The comments on my wall to my previous article and reading today’s press as well as being able to read everyone’s opinions on today’s social media networks has made me understand something that is worrisome. People, including Rahul Gandhi, are ready to put up with the BJP and its satellites, and enter into a dialogue with them, showing to me that India is after all not a secular country and there is precious little to choose between it and a Saudi Arabia, a precious little that is being eroded steadily by politics without an eye being kept on what the country really needs. The attitude of both Rahul and his cohort is similar to that of their opponents which is one of giving the people what they want –
Ram Mandir or loans from IMF, both not priorities – and not what is actually essential for the country’s growth.
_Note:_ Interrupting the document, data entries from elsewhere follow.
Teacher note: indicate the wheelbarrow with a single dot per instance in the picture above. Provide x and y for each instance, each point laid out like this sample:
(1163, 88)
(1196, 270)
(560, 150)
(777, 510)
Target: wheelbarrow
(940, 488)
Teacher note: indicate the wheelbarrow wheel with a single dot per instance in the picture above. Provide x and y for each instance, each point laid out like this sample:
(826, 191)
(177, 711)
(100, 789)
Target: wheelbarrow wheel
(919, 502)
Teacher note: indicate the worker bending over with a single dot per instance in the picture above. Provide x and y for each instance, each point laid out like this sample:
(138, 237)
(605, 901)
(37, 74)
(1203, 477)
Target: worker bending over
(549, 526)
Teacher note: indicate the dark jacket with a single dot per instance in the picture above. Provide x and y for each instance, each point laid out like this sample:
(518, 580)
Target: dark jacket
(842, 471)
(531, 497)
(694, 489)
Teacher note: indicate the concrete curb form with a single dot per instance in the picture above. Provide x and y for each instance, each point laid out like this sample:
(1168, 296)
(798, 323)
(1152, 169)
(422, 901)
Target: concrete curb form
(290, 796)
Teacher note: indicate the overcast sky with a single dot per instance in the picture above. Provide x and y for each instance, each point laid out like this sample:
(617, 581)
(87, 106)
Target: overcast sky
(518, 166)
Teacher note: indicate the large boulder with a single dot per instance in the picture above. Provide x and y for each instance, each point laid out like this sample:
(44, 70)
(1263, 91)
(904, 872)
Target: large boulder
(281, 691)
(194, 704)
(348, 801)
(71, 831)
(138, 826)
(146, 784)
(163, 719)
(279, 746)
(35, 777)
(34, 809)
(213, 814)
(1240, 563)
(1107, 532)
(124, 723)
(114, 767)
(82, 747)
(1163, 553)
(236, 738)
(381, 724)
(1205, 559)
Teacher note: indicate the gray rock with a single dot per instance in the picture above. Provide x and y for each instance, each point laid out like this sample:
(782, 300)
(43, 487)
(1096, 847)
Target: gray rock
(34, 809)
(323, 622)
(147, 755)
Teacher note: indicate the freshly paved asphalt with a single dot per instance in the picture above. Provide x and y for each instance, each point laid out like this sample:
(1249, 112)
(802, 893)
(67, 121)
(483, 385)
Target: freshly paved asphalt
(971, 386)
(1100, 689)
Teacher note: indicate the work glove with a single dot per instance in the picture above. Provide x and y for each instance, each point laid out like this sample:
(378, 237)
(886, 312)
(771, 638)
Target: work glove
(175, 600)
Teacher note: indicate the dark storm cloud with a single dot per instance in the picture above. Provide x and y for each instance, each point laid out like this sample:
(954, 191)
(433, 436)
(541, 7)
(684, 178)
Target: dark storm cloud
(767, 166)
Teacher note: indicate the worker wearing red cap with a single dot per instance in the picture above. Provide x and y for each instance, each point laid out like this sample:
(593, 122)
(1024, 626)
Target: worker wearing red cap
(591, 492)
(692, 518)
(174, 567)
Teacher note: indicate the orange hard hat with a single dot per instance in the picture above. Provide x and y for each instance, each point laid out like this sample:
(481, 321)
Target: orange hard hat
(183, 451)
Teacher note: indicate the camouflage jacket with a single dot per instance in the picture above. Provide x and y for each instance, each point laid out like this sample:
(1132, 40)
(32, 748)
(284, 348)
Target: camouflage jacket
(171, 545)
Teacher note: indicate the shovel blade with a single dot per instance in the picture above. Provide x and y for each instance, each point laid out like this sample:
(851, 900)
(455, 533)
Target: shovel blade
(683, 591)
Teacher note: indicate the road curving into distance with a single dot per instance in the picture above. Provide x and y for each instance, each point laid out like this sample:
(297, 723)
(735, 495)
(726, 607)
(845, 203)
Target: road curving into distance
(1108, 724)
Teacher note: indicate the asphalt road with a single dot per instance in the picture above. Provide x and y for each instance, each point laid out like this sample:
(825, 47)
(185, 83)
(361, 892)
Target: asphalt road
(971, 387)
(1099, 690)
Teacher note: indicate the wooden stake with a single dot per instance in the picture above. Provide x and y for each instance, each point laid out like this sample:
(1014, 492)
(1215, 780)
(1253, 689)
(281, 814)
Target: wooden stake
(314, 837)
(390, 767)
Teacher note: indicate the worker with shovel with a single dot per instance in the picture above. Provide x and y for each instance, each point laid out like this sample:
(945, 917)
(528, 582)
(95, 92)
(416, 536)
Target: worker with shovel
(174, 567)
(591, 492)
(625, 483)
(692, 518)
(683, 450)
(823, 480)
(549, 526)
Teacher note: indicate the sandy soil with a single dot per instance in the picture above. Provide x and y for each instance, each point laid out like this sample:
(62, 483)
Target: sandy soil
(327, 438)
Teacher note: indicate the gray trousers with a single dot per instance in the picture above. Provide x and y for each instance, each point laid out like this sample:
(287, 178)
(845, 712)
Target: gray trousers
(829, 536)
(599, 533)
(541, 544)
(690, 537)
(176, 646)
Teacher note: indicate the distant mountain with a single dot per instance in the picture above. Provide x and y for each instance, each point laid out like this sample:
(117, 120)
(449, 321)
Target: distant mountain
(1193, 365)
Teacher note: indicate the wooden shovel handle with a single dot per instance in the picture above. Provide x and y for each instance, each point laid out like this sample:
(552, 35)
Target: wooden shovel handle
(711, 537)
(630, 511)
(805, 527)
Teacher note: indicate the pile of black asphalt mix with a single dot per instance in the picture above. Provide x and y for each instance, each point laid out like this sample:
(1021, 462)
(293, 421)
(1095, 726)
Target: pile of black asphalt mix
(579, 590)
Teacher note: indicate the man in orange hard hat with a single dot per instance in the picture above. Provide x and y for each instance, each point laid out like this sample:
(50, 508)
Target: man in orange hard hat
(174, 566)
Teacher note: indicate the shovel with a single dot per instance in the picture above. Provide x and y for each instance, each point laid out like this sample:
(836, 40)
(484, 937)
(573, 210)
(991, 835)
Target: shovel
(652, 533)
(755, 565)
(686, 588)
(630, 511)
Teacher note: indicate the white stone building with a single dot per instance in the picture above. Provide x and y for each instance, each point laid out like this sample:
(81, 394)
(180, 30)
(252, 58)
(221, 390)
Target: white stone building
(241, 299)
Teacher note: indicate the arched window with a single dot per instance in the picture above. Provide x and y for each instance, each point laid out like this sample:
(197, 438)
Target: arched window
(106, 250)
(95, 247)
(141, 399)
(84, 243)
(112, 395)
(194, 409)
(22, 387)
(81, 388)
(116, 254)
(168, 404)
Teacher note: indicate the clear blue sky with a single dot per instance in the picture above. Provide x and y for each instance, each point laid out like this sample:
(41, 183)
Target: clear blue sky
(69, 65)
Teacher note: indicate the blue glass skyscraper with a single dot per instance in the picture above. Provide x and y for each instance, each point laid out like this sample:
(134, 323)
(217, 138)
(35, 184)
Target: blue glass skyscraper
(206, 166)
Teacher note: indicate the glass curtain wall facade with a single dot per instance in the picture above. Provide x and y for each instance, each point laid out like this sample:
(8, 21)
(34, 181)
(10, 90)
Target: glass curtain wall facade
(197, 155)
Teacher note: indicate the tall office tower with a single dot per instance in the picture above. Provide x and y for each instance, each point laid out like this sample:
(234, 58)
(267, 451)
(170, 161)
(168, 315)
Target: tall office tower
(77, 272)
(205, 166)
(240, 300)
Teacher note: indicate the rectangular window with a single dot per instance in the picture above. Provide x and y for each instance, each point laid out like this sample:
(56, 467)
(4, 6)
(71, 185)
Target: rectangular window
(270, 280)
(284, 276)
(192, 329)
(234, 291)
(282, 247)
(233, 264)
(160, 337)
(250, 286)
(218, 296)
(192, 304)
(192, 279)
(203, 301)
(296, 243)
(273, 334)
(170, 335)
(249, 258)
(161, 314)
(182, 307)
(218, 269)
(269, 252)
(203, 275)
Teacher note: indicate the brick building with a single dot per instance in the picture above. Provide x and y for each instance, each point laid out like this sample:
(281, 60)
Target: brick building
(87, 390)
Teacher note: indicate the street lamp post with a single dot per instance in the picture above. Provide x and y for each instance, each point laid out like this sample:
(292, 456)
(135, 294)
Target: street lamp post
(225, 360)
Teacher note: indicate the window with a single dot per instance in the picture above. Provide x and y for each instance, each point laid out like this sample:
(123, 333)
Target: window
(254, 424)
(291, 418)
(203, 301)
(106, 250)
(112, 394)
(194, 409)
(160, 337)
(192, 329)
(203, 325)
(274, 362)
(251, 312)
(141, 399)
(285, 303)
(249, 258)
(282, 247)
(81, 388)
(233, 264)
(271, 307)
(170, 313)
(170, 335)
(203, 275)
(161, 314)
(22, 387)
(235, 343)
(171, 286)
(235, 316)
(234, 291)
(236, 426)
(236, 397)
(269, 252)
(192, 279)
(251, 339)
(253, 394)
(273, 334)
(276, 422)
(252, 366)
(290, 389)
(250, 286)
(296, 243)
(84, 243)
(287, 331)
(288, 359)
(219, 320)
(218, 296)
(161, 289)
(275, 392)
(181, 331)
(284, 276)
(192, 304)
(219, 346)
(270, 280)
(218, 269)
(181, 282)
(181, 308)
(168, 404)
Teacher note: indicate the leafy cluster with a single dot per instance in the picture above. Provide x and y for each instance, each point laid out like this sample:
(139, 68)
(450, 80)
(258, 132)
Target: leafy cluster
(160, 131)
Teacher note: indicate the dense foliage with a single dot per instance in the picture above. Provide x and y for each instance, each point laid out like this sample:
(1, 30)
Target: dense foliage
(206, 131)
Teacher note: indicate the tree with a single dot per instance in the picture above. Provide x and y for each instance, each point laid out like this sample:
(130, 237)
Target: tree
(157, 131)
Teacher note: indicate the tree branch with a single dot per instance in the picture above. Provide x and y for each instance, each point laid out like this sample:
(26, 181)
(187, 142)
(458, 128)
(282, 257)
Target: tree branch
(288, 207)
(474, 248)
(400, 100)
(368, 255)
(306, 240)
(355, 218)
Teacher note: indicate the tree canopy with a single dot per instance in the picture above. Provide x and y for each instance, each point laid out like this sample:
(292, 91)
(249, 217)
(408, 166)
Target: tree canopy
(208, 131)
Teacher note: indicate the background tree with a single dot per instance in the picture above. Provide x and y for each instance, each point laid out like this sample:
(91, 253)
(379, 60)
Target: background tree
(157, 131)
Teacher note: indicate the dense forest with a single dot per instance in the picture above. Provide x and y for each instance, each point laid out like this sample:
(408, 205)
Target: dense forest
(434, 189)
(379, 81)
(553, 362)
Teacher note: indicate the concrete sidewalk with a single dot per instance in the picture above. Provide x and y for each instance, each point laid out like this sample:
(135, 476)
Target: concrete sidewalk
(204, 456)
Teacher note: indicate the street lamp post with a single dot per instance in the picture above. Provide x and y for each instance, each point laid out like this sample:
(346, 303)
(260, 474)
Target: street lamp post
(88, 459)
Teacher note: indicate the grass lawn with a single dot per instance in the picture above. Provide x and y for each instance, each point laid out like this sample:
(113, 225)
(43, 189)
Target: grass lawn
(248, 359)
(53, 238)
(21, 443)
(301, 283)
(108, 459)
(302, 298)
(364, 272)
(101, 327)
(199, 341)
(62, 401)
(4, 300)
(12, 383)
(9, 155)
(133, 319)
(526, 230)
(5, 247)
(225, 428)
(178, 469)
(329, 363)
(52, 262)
As in the time of the breaking down of the Babri Masjid done during Congress rule what this means is as far as secularism is concerned India remains a country that is sliding towards unashamedly declaring itself ruled by a Hindu upper caste upper class bastion, and the choice offered to people is one of choosing between one such set in INC and another such set in BJP. However I believe that there is a third set consisting of people like me who often do not vote or vote NOTA etc or vote looking at the candidate to at the ideology of the party and so on and so forth.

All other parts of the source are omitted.